Prime Minister Narendra Modi today gave his ‘100 per cent’ assurance that the coalition agenda will stay in Jammu and Kashmir, Chief Minister Mehbooba Mufti said, hinting at the continuation of the state's special status. Mutfi, who arrived here on Thursday, met Modi in the backdrop of a raging debate over the continuity of articles 370 and 35(A) of the Constitution that give Jammu and Kashmir, India's only Muslim-majority state, its special status.
"The basis of agenda of our alliance is that the status quo on Article 370 is to be maintained and none of us will go against it. The response of the Prime Minister is positive. The Prime Minister gave 100 per cent assurance to the agenda of alliance," she told reporters after her 15-minute meeting with Modi.
Mehbooba Mufti said any attempt to fiddle with Article 35(A) - which empowers state legislators to define permanent residents and extend voting, jobs and inheritance rights to them - will have a negative impact in the state that has a "peculiar diversity where everything is different".
"It should not happen. People of Jammu and Kashmir feel that their identity will be in danger. A message should go that there is no such thing," she said.
Mehbooba Mufti, who met Home Minister Rajnath Singh on Thursday, said Jammu and Kashmir was indeed a "Muslim majority state" but one also needed to note that "Hindus also live there, Sikhs and Buddhists also live there.

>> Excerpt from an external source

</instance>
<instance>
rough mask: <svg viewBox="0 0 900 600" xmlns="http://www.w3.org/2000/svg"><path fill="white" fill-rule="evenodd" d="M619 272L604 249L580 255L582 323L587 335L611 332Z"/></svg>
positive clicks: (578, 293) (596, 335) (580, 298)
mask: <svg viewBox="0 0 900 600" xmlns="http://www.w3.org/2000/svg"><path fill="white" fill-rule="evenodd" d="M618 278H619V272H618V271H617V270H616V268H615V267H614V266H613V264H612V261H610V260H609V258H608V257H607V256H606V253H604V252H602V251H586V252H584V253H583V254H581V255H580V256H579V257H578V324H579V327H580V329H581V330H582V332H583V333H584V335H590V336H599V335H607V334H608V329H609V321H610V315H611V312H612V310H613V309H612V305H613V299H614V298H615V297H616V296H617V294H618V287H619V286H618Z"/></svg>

"Jammu and Kashmir rejected the two nation theory (in 1947) and joined this country with a view that its aspirations, identity would always remain alive. And that identity should always remain alive," said the Peoples Democratic Party (PDP) leader who heads a coalition government with the Bharatiya Janata Party.
The Chief Minister said any attempt to change or abrogate Article 35(A) was akin to questioning "the idea of India that has to accommodate with the idea of Jammu and Kashmir".
Article 35(A), added to the Constitution by a Presidential Order in 1954, accords special rights and privileges to the people of Jammu and Kashmir and empowers its legislature to frame any law without attracting a legal challenge.
The provision prohibits all Indians - except people from Jammu and Kashmir - from purchasing immovable property in the state, getting government jobs and availing state-sponsored scholarships.
The article has been challenged by a Delhi-based NGO, We the Citizens, in the Supreme Court, where the central government said last month that there was need for a "larger debate" on the issue of declaring the article unconstitutional.
The NGO contended that the 1954 order was supposed to be a temporary provision.
Mehbooba Mufti warned that any tinkering with Article 35 (A) would worsen the situation in the state when it was normalizing.
"People think that our identity can be in danger. So the message that Jammu and Kashmir is the crown of India should be reiterated."
Ironically, while the PDP is a strong votary of continuing with the special status, its ruling partner the BJP contested elections on the plank that it would revoke the constitutional position for Jammu and Kashmir's complete integration with the rest of India.
State BJP spokesperson Virendra Gupta on Thursday said the time had come to bid a farewell to articles 370 and 35(A) as they created a "separatist psyche".